Phase 2: Circuit Breaker

Circuit state tracked per provider (in-memory Map)
Circuit opens after configurable failureThreshold (default: 1)
Open circuit skips provider during failover
Circuit transitions to HALF_OPEN after configurable cooldownMs
Probe request tests provider recovery in HALF_OPEN state
Probe success → CLOSED, probe failure → OPEN with extended cooldown
Circuit state accessible via getBreakerState()
Unit tests cover all state transitions
Integration test demonstrates circuit behavior across multiple executions (not yet implemented)

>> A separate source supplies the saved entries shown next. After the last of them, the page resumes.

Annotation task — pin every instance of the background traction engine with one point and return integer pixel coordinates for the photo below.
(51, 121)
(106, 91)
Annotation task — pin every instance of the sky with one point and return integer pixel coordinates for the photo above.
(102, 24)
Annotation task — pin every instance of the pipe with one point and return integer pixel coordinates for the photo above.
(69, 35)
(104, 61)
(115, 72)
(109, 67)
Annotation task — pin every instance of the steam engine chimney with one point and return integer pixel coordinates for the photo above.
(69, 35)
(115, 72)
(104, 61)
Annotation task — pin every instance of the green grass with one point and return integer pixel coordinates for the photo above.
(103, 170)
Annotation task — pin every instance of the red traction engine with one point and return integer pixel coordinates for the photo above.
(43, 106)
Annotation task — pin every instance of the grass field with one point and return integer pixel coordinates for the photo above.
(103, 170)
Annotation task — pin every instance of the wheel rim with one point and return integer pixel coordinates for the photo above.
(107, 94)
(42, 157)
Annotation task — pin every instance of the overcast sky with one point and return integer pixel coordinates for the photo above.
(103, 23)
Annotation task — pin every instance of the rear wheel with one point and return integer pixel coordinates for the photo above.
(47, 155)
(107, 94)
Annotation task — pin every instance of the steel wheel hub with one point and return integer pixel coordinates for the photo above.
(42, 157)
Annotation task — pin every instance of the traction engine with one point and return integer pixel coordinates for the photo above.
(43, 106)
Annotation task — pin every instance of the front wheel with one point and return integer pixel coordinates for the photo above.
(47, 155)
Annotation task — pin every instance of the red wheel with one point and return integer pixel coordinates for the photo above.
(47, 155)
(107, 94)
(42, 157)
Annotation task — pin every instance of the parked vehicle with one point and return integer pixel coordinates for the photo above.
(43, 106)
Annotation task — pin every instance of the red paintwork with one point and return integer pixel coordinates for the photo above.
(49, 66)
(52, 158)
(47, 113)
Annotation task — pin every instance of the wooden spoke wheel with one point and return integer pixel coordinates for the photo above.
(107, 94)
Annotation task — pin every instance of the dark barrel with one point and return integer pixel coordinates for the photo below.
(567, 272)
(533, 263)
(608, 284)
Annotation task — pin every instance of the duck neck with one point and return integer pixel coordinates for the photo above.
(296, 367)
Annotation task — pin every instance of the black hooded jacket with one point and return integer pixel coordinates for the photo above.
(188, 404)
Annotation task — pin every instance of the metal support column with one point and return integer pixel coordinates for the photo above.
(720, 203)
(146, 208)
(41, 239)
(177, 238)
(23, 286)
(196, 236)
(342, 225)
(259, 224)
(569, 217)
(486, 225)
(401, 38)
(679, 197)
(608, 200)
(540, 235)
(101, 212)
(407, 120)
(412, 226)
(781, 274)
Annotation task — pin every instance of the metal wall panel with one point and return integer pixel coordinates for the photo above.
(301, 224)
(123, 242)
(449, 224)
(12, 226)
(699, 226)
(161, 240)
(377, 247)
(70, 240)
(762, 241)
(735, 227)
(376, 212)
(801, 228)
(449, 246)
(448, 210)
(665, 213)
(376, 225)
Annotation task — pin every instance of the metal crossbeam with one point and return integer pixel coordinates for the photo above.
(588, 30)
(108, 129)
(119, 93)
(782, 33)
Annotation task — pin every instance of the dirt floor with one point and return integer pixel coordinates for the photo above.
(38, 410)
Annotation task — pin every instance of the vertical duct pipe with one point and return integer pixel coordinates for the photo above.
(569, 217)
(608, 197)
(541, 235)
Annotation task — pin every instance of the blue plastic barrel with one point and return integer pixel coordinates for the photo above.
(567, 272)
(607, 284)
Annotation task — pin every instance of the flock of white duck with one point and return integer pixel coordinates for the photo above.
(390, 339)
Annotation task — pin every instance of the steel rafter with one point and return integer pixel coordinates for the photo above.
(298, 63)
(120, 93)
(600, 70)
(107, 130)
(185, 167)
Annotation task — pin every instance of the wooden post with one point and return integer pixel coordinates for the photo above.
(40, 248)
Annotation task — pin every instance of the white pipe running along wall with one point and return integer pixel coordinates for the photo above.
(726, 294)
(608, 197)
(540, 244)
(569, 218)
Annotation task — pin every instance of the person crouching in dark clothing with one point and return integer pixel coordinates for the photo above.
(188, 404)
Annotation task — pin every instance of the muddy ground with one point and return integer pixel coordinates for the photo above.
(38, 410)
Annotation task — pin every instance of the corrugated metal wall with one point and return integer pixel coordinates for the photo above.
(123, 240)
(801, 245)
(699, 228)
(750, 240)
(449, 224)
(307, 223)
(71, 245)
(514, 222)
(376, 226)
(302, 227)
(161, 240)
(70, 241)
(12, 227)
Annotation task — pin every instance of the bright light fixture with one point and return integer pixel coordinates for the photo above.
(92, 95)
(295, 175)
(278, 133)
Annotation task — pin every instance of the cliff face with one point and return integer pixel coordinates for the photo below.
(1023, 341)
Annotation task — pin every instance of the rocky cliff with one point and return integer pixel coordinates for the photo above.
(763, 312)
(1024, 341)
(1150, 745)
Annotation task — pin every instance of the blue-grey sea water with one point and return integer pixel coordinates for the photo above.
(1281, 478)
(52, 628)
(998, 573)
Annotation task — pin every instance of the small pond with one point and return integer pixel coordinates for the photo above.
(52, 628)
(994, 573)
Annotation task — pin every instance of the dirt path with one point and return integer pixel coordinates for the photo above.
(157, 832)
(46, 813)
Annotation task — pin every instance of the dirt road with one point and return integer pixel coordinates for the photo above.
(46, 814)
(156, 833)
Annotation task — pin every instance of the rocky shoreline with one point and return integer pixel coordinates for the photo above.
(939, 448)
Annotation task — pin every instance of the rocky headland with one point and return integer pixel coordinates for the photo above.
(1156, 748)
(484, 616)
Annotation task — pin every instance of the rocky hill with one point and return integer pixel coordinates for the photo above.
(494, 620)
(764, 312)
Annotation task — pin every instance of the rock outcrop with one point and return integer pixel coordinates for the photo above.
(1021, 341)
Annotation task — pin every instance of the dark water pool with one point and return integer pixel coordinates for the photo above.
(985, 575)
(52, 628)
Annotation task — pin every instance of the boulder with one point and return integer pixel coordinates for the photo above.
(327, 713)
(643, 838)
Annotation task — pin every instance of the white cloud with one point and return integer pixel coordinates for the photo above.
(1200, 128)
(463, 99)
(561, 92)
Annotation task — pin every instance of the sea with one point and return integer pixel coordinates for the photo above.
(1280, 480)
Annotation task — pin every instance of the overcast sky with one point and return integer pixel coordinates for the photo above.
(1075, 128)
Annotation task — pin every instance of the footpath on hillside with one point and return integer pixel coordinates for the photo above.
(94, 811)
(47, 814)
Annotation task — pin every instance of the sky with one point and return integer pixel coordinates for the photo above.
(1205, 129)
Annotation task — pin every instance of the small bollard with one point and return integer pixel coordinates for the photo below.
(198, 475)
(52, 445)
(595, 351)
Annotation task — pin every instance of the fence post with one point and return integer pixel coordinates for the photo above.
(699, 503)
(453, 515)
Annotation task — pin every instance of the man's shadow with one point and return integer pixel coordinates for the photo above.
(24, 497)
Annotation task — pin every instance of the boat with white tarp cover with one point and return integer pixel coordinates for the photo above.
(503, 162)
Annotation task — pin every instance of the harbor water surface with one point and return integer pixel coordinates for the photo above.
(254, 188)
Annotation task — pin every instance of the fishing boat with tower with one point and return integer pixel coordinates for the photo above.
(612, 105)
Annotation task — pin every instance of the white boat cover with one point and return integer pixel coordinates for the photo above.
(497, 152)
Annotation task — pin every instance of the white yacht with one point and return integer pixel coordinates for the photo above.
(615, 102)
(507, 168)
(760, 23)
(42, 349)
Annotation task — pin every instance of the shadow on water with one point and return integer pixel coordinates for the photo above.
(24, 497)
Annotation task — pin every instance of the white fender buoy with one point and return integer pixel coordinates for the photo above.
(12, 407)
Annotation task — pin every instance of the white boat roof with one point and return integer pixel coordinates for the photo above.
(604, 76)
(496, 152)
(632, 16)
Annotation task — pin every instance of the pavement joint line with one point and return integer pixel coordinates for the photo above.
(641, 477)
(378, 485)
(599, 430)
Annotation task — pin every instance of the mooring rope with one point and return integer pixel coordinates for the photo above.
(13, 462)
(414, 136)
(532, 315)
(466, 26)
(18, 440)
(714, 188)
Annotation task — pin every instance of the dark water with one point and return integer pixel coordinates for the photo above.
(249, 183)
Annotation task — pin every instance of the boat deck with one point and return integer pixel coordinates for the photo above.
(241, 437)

Phase 3: Advanced Recovery

HTTP status codes classified (401, 402, 429, 408, 503, 404, network)
Permanent failures (401, 402) skip provider without cooldown
ModelNotFoundError (404) skips to fallback model on same provider before tripping
Rate limit failures (429) apply cooldown; Retry-After header parsing deferred (hardcoded defaults)
Transient failures (408, 503) use exponential backoff (3 attempts: 1000ms, 2000ms)
Probe request sent 30 seconds before cooldown expires
Probe success restores provider early
All failures logged with classification and cooldown duration
Unit tests cover all failure classifications
E2E test demonstrates rate limit → cooldown → probe recovery (not yet implemented)

Open Questions

Q1: Should circuit state persist across runtime restarts?

Context: Currently, circuit state is in-memory. If the runtime crashes or is restarted, all providers reset to CLOSED.

Options:

A: In-memory only (current)
B: Persist to .agenthood/cache/circuit-state.json
C: Use SQLite for circuit state storage

Deferred because: This is an optimization for long-running production deployments. The MVP can ship without persistence—failures will be re-learned after restart.

Decision by: End of Phase 2 implementation

Q2: Should we emit provider failover events for observability?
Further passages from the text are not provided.